Fionn Areth, on his feet, met his nemesis face-to-face, with no more than the overheard voices as warning. He would have the first word, outraged as he was after cavalier handling and extended months of imprisonment.
A masterbard’s diction sliced through like hot steel. ‘Koriathain have cast spelled designs on this ship. Once again, you are their target. This time, do you think you can keep your steel sheathed till the heat of the crisis is over?’
‘I don’t swim,’ said the goatherd, miserably white. ‘That’s the only assurance I’ll give, since no bargain you make can be trusted.’
‘Leave his meddling hands tied,’ Vhandon bristled. ‘That way, if we sink, the fool will go down that much faster.’
‘Dead wood makes no trouble.’ Arithon reached with blurred speed and drew Vhandon’s knife. His shove spun the herder face about. A stroke sliced the fish twine that bound the crossed wrists. ‘Get above. See the cook. He has my instructions, should you care to help. If you don’t like survival, then heave yourself overboard. You’re at liberty under my sovereign word. If you hinder the crew, or endanger this ship, I’ll see you delivered to Jaelot’s justiciar, hog-tied and stripped for a burning.’
Before Fionn Areth could command his cramped limbs, or turn himself back toward the doorway, Arithon had returned his liegeman’s blade and moved off down the passage. Damnably facile aboard a ship, he scaled the deck-ladder as quickly.

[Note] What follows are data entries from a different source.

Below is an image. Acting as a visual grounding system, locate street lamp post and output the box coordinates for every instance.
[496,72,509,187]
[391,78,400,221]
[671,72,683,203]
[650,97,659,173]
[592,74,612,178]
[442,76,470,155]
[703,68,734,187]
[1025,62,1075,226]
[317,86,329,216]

Tight at his heels, and scarcely less agile, Vhandon shouted his vexed disbelief. ‘You
won’t ask me to watch him?’
‘Why bother?’ Through the work of the hull, and the bangs and thumps of hurried activity, Arithon’s contempt carried clearly. ‘Where will the man go? Poor though it is, my hospitality can’t match the speed at which Jaelot’s mayor would cut him dead on the scaffold. He’ll do his part keeping this vessel afloat. Or dive off the rail, for all that I care, and pray for the Light to come save him.’
‘Then I stay behind you,’ Vhandon declared. Emerged into daylight amidships, he back-stepped fast, as Arithon whirled and refused him.

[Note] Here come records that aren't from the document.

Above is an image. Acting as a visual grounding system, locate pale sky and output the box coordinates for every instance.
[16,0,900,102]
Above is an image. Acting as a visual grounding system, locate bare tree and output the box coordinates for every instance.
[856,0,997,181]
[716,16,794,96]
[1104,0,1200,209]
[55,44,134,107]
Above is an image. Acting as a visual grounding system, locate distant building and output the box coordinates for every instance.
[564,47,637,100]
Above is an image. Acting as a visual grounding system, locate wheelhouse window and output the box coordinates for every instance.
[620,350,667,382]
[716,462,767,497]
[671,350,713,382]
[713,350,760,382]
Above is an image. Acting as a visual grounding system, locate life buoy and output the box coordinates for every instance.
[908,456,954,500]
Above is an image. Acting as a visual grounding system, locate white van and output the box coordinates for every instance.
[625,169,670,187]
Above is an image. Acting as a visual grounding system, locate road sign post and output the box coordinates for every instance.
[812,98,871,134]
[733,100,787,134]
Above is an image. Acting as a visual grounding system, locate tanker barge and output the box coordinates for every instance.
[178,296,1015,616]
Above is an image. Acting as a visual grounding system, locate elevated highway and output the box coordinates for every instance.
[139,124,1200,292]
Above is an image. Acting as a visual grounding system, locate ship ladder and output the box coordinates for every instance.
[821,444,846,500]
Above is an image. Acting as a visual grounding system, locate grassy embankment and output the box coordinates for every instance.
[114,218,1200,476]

‘A guard at my back will just pose a liability. The cook will show how the deck-lamps must be stowed. You’ll dull your weapons like every-one else and secure them inside a nailed locker.’

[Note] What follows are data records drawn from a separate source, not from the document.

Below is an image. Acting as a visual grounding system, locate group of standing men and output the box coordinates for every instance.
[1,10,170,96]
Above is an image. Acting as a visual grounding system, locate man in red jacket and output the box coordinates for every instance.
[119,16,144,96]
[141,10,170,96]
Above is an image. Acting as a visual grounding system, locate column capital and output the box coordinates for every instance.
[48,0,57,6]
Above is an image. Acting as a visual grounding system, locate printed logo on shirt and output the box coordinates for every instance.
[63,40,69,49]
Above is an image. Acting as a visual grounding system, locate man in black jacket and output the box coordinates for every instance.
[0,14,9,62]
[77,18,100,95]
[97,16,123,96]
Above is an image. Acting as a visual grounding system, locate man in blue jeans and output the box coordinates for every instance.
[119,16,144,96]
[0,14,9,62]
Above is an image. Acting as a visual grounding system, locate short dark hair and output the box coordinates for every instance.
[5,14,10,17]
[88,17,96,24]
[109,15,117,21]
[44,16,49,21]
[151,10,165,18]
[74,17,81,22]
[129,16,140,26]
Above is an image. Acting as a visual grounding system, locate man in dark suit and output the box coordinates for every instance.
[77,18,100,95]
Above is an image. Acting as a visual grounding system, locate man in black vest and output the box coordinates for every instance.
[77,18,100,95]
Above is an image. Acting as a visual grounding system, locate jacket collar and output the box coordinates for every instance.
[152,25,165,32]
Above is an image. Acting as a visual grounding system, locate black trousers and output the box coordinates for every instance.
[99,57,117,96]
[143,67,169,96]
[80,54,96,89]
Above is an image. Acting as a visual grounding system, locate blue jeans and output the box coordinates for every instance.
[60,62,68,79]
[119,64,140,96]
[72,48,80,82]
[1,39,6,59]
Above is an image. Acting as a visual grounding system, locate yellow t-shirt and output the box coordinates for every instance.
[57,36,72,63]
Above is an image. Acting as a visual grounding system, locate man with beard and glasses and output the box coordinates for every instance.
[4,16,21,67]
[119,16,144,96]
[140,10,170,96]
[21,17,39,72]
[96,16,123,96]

‘What!’ Vhandon barked. ‘You’d have me disarmed?’ Forearms folded like rock across his studded jack, he rebelled. ‘I’d sooner walk naked among starving wolves, and besides, rampaging iyats don’t kill.’
‘This plague storm’s not natural,’ Arithon contradicted. ‘These fiends have been goaded by Matriarch Selidie’s wrought sigils, then primed to cause bloodletting mischief. The perils that threaten the lives on this ship cannot be routed with weapons!’
‘You’d blunt Alithiel?’ cracked Vhandon, incredulous.
Arithon paused; shut his eyes. For one jagged moment, he fought torn composure. The reeling punch of his prismatic far-sight blurred his clear thought, and the exasperation of any well-meaning friend would just lure the fiends that much faster. ‘Vhandon. The Isaervian blades were forged to curb drake spawn. Stop arguing! You’re needed. Talvish is locking down knives as we speak. We don’t have the time to thrash out better strategy! Someone has got to start tearing down lanterns, stowing the oil, and removing the wicks!’
‘You die here for an ignorant stripling’s mad cause, far more than one ship will be foundered.’ Yet the grizzled war veteran could not stand his hard ground. That locked glance stripped him naked: the chartless depths within those green eyes outfaced all his worldly experience.